Re: Whats with the 16-byte alignment in alloc.c?

by Mark Johnson-21 :: Rate this Message:

Reply to Author | View Threaded | Show Only this Message

On Wed, Sep 2, 2009 at 2:31 AM, Matthew Dempsky<matthew@...> wrote:
> I'm not exactly sure what the question is, but alloc() returns a
> pointer to memory aligned along a 16-byte boundary so as to prevent
> unaligned memory access.

It was more of a WTF?!? than a specific question.  I've spent too many
years working exclusively in high-level languages...

Why 16 bytes, though?  To support 128-bit data types?

> The portability issue was that a char array only guarantees 1-byte
> alignment (though many linkers align large arrays anyway).  By
> changing the allocation to a union with a double, it guarantees at
> least 8-byte alignment.
>
> I suggest keeping the union with the double.

I suppose there isn't any other way to guarantee the alignment of
realspace.  Even if an alignment fault isn't fatal, performance is
going to suck.

> As for the overflow, I wouldn't test against 0xfffffff0: that post
> assumes that stralloc_readyplus(&sa,1) only increases the allocation
> by 1 byte, whereas it actually increases it by 12.5% + 30 more bytes.
>
> Returning error_nomem when n >= 0xe0000000 seems like a safe boundary.

Actually, I'd really prefer something that doesn't limit the amount of
memory that can be allocated to an arbitrary value.  What about 16
bytes less than UINT_MAX?

Re: Whats with the 16-byte alignment in alloc.c?

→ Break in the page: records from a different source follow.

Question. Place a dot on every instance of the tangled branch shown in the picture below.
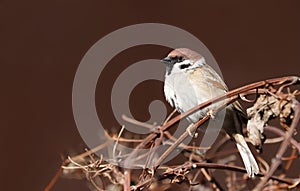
(274, 100)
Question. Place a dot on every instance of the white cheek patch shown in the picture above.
(200, 62)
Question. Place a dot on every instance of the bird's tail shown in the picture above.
(248, 159)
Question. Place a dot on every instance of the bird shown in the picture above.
(190, 81)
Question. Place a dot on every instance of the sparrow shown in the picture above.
(189, 81)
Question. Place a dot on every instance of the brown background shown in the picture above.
(42, 43)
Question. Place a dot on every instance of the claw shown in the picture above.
(188, 129)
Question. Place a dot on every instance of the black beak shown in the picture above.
(166, 60)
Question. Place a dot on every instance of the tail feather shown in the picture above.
(248, 159)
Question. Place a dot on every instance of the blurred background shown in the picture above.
(43, 42)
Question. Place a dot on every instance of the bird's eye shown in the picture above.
(179, 59)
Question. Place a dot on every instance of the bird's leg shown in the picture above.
(188, 129)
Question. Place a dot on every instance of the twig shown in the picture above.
(277, 160)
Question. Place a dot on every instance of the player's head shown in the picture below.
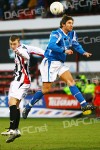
(66, 23)
(14, 42)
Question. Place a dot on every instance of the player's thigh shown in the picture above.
(49, 70)
(18, 90)
(46, 87)
(67, 77)
(12, 101)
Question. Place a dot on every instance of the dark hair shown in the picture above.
(14, 37)
(64, 19)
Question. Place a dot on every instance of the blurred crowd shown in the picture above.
(89, 88)
(29, 9)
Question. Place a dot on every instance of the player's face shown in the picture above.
(14, 44)
(68, 26)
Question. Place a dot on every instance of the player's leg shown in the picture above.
(48, 75)
(67, 77)
(18, 120)
(13, 116)
(37, 96)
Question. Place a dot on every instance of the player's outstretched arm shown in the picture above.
(22, 53)
(87, 54)
(69, 52)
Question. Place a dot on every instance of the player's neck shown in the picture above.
(64, 31)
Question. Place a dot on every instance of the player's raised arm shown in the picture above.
(75, 44)
(22, 52)
(54, 42)
(35, 50)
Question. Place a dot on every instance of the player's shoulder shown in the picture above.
(72, 33)
(56, 33)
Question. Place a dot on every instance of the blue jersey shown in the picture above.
(59, 42)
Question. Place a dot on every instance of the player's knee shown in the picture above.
(12, 101)
(70, 82)
(45, 90)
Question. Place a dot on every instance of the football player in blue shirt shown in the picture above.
(60, 42)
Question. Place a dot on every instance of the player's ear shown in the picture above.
(63, 24)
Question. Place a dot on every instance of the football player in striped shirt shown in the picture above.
(59, 46)
(21, 83)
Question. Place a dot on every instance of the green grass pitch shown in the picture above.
(54, 134)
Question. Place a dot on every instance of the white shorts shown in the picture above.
(51, 69)
(18, 90)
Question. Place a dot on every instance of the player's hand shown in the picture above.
(87, 54)
(69, 52)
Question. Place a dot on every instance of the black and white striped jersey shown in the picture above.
(22, 58)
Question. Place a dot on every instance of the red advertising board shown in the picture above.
(61, 101)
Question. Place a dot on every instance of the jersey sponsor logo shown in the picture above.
(61, 101)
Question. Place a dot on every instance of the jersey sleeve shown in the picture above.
(22, 51)
(55, 38)
(75, 44)
(35, 50)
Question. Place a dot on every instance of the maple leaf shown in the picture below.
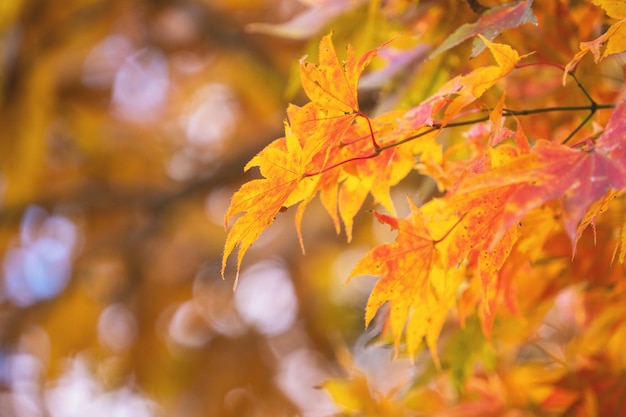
(612, 42)
(291, 166)
(490, 24)
(413, 281)
(470, 87)
(552, 171)
(332, 85)
(261, 199)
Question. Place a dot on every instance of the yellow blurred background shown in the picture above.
(124, 129)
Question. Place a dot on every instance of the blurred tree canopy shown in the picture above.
(124, 129)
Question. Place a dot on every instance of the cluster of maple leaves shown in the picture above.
(505, 199)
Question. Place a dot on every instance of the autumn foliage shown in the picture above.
(527, 217)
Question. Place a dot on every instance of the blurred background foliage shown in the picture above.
(124, 128)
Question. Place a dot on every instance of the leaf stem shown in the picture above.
(592, 108)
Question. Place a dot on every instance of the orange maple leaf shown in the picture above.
(420, 290)
(552, 171)
(260, 200)
(611, 42)
(467, 88)
(291, 166)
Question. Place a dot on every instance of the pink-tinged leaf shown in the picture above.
(552, 171)
(420, 291)
(491, 24)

by Mark Johnson-21 :: Rate this Message:

Reply to Author | View Threaded | Show Only this Message

On Wed, Sep 2, 2009 at 12:51 AM, Kyle Wheeler<kyle-qmail@...> wrote:

> On SPARC systems (even modern ones) unaligned memory access causes a
> bus error. It's no problem if you have a 4096 byte array that you're
> treating as characters (i.e. byte by byte), but if you cast it to be
> an array of ints or something, then you could easily be in trouble.
> The linker says "ah, that's an array of characters, no alignment
> necessary", but if you're casting the array to behave like an array of
> ints or doubles, it'll crash. So here's what'd happen: he'd define
> realspace to be a character array. The compiler would say "character
> arrays don't require alignment, so... this will start at wherever's
> convenient (probably someplace unaligned)". Then the code would ask
> for something like alloc(sizeof(int)) and then try and use the
> returned memory as a container for an int. Because the returned data
> wasn't aligned, such operations would cause bus errors. It's possible
> SPARC compilers have gotten somewhat smarter, but I wouldn't count on
> it.

Now that I better understand what he's up to, I don't know that I'd
count on *any* compiler / linker to get that right.

>>Are these just 13 year old portability hacks?  Or is there some deep
>>magic here?
>
> Portability. And yeah, I'd leave them in.

Portability hacks to make a performance hack portable.

> Now, I don't know why alloc.c is in there to begin with. I'm guessing
> it's a way to avoid slow malloc implementations or something like
> that, but I'm not sure. But for what it does, those details need to
> stay there.

I really wish he'd left some design notes on this somewhere, but if he
did, I haven't found them.  If I had to guess, I'd say he was trying
to avoid heap allocation of trivial amounts of memory.  Because heap
allocation is always slower than stack allocation?  Because lots of
small requests tend to result in fragmentation?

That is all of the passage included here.